La Casa di Reclusione di Chiavari, per dimensioni, tipologia e gestione ha condizioni migliori del panorama ligure e italiano, nonostante non manchino le problematiche.

Il punto sulla situazione nazionale l’ha ben riassunto l’Unione delle Camere Penali nella sua nota di adesione all’iniziativa

Nel 2018 vi sono stati 148 detenuti morti, tra cui 67 suicidi. Al 7 agosto 2019, i morti sono 81 ed i suicidi 30. Un decesso ogni tre giorni .

A fronte di una capienza regolamentare di 50.480 persone sono presenti 60.254 detenuti di cui ben 18.518 in custodia cautelare. Alla capienza regolamentare nominale vanno sottratte le celle attualmente indisponibili per manutenzione: 4.600 unità.

In generale il trend di crescita è di circa 2.000 detenuti all’anno, incremento oramai costante e ciò dimostra ancora una volta che il fenomeno del sovraffollamento carcerario nel nostro paese è strutturale e sistemico.

Ma il sovraffollamento rappresenta soltanto la punta dell’iceberg, posto che il mancato rispetto del noto limite indicato dalla Corte Edu dei tre metri quadri di spazio minimo vitale disponibile per ciascun detenuto, costituisce una presunzione di violazione dell’art. 3 della  Cedu, ma il rispetto di tale parametro non significa che la detenzione sia conforme al dettato della Convenzione.

Il sovraffollamento non è il solo morbo che affligge le carceri italiane: nel 35,3%  non c’è acqua calda, il 7,1% non dispone di un riscaldamento funzionante, nel 20% non ci sono spazi per permettere ai detenuti di lavorare (dove ci sono, lavorare è un privilegio di pochi) e nel 27,1% non ci sono aree verdi per i colloqui coi familiari.

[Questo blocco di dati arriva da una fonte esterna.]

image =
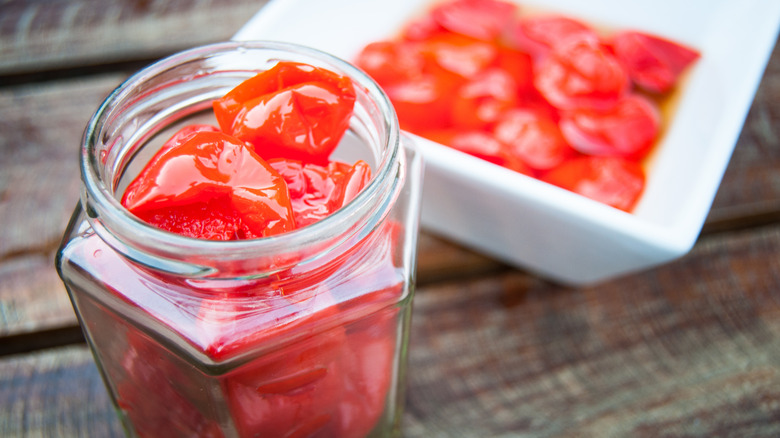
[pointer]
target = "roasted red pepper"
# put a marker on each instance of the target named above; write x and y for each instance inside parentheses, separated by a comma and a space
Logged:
(292, 110)
(529, 92)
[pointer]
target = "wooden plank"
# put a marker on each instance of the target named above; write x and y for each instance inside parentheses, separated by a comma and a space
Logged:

In relazione a tale drammatica situazione l’attuale governo ha definitivamente affossato la riforma dell’ordinamento penitenziario, non approvando l’eliminazione delle preclusioni e degli automatismi per accedere alle misure penitenziarie di favore. Infatti l’eliminazione degli ostacoli normativi al trattamento individualizzato avrebbe consentito da una parte una riduzione della popolazione carceraria e dall’altra un significativo risparmio per le casse dello Stato. Senza considerare l’abbattimento dei costi sociali determinato dalla rilevante riduzione del tasso di recidiva per coloro che espiano la pena in misura alternativa rispetto a quelli che scontano l’intera pena in carcere.

Rispetto al sovraffollamento carcerario, la strategia governativa è fuori dalla realtà: da una parte vi è il  Dipartimento dell’Amministrazione Penitenziaria che nega la sussistenza del fenomeno; dall’altra si punta sull’edilizia penitenziaria proponendo la riconversione di caserme abbandonate in istituti di pena.

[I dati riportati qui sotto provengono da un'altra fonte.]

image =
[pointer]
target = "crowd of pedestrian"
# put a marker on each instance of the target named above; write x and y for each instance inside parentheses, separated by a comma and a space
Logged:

E’ chiaro che quest’ultima proposta oltre ad essere ontologicamente errata in quanto la politica carcerocentrica è oramai superata persino negli Stati Uniti di Trump, è inattuabile poiché per porre in essere tale progetto sarebbero necessari tempi lunghissimi e risorse economiche notevoli di cui il governo non dispone. Difatti tali caserme riadattate dovrebbero ospitare circa 15.000 detenuti in esubero ed in proporzione amministrativi, polizia penitenziaria, psicologi, ecc…, per ripristinare una situazione delle carceri conforme al dettato costituzionale

Il quadro in Regione Liguria non è più roseo rispetto a quello nazionale.

Da anni si cerca poi di adeguare la nostra Regione alle altre, con l’introduzione del Garante Regionale dei detenuti. Siamo l’ultima regione del Nord a non avere questa figura. La proposta di legge unificata è stata approvata, con il solo voto di astensione della Lega Nord ma la Giunta Regionale non mette a bilancio le risorse per farla partire realmente, nonostante la posizione ufficiale del Consiglio Regionale a dicembre dello scorso anno.

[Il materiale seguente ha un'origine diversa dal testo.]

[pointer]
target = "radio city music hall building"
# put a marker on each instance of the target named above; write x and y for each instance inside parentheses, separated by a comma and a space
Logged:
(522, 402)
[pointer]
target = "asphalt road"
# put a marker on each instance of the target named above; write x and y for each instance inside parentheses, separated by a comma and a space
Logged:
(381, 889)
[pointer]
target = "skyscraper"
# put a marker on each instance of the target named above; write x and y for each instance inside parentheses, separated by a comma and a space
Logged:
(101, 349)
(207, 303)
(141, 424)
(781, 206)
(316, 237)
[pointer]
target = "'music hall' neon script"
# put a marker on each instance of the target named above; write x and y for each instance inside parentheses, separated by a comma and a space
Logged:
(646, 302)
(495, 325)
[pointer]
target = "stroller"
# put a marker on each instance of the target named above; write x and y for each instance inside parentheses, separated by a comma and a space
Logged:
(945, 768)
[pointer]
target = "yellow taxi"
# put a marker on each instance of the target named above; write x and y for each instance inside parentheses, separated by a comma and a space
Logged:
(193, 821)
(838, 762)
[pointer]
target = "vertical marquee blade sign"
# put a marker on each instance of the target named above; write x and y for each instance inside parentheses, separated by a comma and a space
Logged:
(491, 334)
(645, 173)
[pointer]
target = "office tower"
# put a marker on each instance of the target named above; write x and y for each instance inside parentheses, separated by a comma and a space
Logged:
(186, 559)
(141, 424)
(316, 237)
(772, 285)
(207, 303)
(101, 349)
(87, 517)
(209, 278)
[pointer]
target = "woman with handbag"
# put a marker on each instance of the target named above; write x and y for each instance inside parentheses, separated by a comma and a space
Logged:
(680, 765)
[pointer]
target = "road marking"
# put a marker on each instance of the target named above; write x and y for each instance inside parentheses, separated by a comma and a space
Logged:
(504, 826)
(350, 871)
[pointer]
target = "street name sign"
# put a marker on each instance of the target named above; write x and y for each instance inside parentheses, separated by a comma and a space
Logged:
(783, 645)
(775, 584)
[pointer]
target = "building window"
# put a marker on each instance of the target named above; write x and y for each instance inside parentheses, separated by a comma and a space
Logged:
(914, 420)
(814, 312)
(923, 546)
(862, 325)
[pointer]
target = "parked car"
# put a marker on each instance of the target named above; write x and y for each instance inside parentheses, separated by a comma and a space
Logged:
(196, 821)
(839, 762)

Nell’epoca in cui il Ministro dell’Interno dice “in galera e buttate via la chiave”, spesso si dimentica l’articolo 27, comma 3 della Costituzione secondo cui “Le pene non possono consistere in trattamenti contrarii al senso di umanità e debbono tendere alla rieducazione del condannato.” Un articolo che trovi affisso in molti spazi nelle carceri italiane. Ma mi ha colpito molto di più una frase che ho intravisto ieri in visita appesa ad uno stipetto di un ufficio. Diceva “Ben oltre di ciò che è giusto e ciò che è sbagliato, c’è un campo. Ti aspetterò lì”.